On the eve of the Second World War, the LGBT people was intent on pushing for greater rights throughout the Europe. At the forefront of this movement was the Scientific-Humanitarian Committee of Germany.
Unfortunately, the Nazi rose to power in Germany and all their efforts were for naught as European gays were rounded up and sent to concentration camps.
Thus was the first LGBT rights movement smashed into nothingness, and the role played by groups like the Scientific-Humanitarian Committee.
The time of the Scientific-Humanitarian Committee
The rise of the Scientific-Humanitarian Committee in the 1920s in Germany was a time when there was humongous progress for the LGBT people.
John Broich, Associate Professor at Case Western Reserve University, wrote in The Conversation that this period saw the right of the first LGBT liberation movement in Europe.
“In the 1920s, Berlin had nearly 100 gay and lesbian bars or cafes. Vienna had about a dozen gay cafes, clubs and bookstores. In Paris, certain quarters were renowned for open displays of gay and trans nightlife. Even Florence, Italy, had its own gay district, as did many smaller European cities,” Broich wrote.
Supporting this tolerance, Broich added, were doctors and scientists who saw homosexuality and “travestism” as natural characteristics that a person could be born with.
During this time, Lili Elbe and her quest to become a woman (made famous in the film The Danish Girl) made headlines.
Also at this time saw the opening of the Institute for Sexual Research in Berlin 1919, led by Doctor Magnus Hirschfeld. The institute gave counselling and other services for the LGBT people.
Scientific-Humanitarian Committee: Who were they?
Another organization set up by Hirschfeld was the Scientific-Humanitarian Committee or the Wissenschaftlich-humanitäres Komitee (WhK), with their motto “justice through science,”.
This group of scientists and LGBT people was co-founded by Hirschfeld in 1897 and is regarded as the first LGBTQ organization with branches in most European capitals.
The group fought for the repeal of Article 175 of the German Imperial Penal Code, which criminalized sexual relationship between men, by assisting defendants in trials and campaigning for the LGBT recognition.
The WhK had some success that a Reichstag or German Parliament committee decided to repeal Article 175 in 1929. However, before the overall Parliament could vote on it, the National Socialists (or Nazis) came into power.

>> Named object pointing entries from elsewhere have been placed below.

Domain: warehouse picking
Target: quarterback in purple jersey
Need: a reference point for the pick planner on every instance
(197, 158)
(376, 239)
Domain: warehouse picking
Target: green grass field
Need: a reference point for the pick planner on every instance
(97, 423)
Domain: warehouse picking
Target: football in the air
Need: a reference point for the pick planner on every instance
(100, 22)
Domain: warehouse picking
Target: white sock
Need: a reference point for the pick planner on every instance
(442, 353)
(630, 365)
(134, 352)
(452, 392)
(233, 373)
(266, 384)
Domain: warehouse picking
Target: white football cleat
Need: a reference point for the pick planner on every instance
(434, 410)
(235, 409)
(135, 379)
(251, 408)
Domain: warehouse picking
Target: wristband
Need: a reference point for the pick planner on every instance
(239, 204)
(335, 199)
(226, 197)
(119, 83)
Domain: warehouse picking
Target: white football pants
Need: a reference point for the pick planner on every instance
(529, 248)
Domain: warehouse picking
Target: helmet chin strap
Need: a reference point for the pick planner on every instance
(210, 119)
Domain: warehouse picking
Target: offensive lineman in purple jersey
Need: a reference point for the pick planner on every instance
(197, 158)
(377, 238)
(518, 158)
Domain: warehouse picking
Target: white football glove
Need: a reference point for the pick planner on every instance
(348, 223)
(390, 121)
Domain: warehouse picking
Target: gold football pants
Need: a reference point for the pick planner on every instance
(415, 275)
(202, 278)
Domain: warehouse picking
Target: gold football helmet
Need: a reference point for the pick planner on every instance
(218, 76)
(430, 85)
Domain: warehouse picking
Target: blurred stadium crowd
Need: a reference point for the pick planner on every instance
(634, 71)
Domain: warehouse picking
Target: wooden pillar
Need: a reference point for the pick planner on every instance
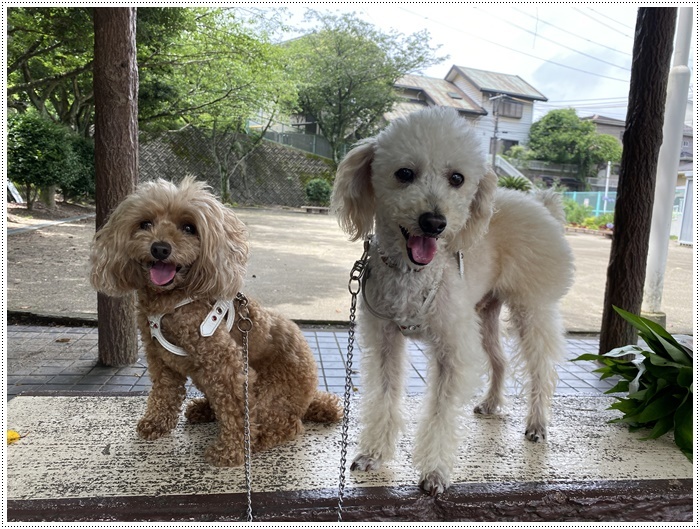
(115, 79)
(651, 62)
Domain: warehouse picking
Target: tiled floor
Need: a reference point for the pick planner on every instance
(65, 359)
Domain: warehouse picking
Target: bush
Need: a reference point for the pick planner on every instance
(318, 192)
(40, 154)
(82, 185)
(576, 213)
(515, 182)
(601, 222)
(658, 380)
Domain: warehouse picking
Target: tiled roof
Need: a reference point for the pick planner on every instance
(497, 83)
(439, 92)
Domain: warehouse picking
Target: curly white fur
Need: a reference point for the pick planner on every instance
(425, 189)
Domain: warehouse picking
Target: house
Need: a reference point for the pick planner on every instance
(417, 92)
(508, 99)
(616, 128)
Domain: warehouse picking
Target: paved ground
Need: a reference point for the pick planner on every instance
(300, 264)
(81, 460)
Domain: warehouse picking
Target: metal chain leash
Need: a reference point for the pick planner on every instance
(354, 286)
(245, 325)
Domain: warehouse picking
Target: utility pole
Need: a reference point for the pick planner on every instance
(667, 170)
(116, 86)
(651, 62)
(496, 102)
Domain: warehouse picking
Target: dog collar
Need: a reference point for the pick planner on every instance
(222, 310)
(407, 327)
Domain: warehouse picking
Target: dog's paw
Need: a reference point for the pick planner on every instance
(199, 411)
(151, 429)
(434, 483)
(365, 463)
(536, 434)
(487, 408)
(224, 456)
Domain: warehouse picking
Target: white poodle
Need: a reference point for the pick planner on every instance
(449, 249)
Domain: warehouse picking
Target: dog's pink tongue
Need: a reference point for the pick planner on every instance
(423, 249)
(162, 273)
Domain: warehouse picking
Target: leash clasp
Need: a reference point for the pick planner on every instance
(358, 270)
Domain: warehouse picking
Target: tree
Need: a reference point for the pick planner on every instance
(116, 160)
(349, 68)
(224, 72)
(50, 57)
(651, 61)
(205, 67)
(561, 137)
(40, 154)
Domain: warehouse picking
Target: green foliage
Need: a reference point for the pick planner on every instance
(348, 69)
(576, 213)
(40, 154)
(600, 222)
(518, 183)
(82, 185)
(518, 155)
(196, 66)
(658, 380)
(561, 137)
(318, 192)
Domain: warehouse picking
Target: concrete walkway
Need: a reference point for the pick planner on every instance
(300, 265)
(80, 459)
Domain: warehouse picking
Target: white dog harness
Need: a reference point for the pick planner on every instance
(222, 310)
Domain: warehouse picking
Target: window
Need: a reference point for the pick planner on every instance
(510, 109)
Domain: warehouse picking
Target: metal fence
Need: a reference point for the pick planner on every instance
(271, 174)
(597, 200)
(600, 203)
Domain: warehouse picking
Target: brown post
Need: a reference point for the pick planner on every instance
(115, 81)
(651, 62)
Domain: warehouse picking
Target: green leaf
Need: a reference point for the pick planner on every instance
(662, 426)
(657, 337)
(661, 407)
(588, 357)
(683, 431)
(621, 387)
(659, 361)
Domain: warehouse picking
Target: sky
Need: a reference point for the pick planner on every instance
(577, 55)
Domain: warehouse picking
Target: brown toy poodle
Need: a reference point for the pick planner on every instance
(184, 254)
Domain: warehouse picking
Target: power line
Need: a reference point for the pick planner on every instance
(556, 42)
(513, 49)
(569, 32)
(601, 23)
(609, 18)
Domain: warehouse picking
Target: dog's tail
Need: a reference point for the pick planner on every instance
(325, 407)
(553, 202)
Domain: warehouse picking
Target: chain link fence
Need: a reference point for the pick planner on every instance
(268, 174)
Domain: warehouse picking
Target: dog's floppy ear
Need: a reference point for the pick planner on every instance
(480, 212)
(111, 273)
(219, 270)
(353, 196)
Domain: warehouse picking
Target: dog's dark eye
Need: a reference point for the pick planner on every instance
(405, 175)
(456, 179)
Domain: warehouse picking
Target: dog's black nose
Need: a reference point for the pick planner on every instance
(432, 223)
(161, 250)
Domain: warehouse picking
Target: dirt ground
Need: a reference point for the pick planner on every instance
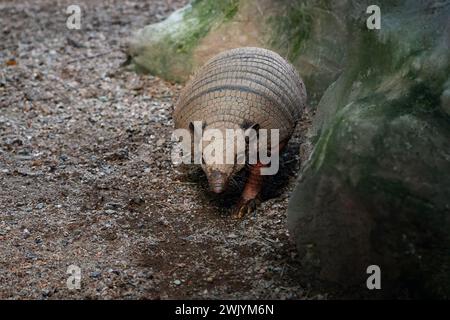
(86, 177)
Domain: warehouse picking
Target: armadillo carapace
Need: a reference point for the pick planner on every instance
(240, 89)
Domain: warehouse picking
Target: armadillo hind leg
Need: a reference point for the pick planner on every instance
(249, 198)
(247, 202)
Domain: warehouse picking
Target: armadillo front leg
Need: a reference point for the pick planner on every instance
(253, 186)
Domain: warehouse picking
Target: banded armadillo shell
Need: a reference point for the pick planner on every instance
(244, 85)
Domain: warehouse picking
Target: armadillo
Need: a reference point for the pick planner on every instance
(242, 88)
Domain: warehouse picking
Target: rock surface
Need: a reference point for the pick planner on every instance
(376, 189)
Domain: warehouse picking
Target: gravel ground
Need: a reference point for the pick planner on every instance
(86, 177)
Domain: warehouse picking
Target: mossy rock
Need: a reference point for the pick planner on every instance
(376, 189)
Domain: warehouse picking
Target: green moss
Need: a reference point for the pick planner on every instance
(204, 14)
(292, 28)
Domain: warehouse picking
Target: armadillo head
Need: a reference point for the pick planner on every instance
(217, 167)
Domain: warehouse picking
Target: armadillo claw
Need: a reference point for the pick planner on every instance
(244, 207)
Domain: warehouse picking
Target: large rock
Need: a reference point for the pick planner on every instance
(376, 189)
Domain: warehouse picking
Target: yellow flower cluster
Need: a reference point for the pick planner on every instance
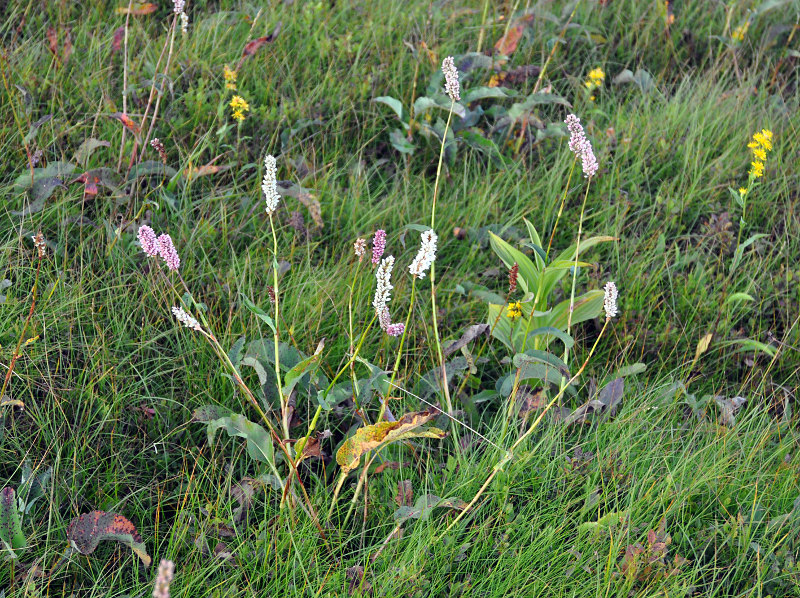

The fall of the Scientific-Humanitarian Committee
As more LGBTQ people came out, and businesses started supporting them, more people began to become angry. This led to the rise of fascism– and the Nazis.
“One day in May 1933, pristine white-shirted students marched in front of Berlin’s Institute for Sexual Research,” Broich related, with protesters calling the institute “un-German” and raiding and burning the institute.
Adolph Hitler targeted gay men, calling them “undesirables,” even as he justified the arrest and murder of former political allies by calling them gay.
The Nazi secret police, the Gestapo– which even had their own special anti-gay branch– arrested more than 8,500 gay men possibly using a list of names and addresses taken from the Institute.
Article 175 was not repealed and it was even expanded and made more punitive.
With the destruction of the Institute, the Scientific-Humanitarian Committee was dissolved and its dream of a better future for LGBTQ people died.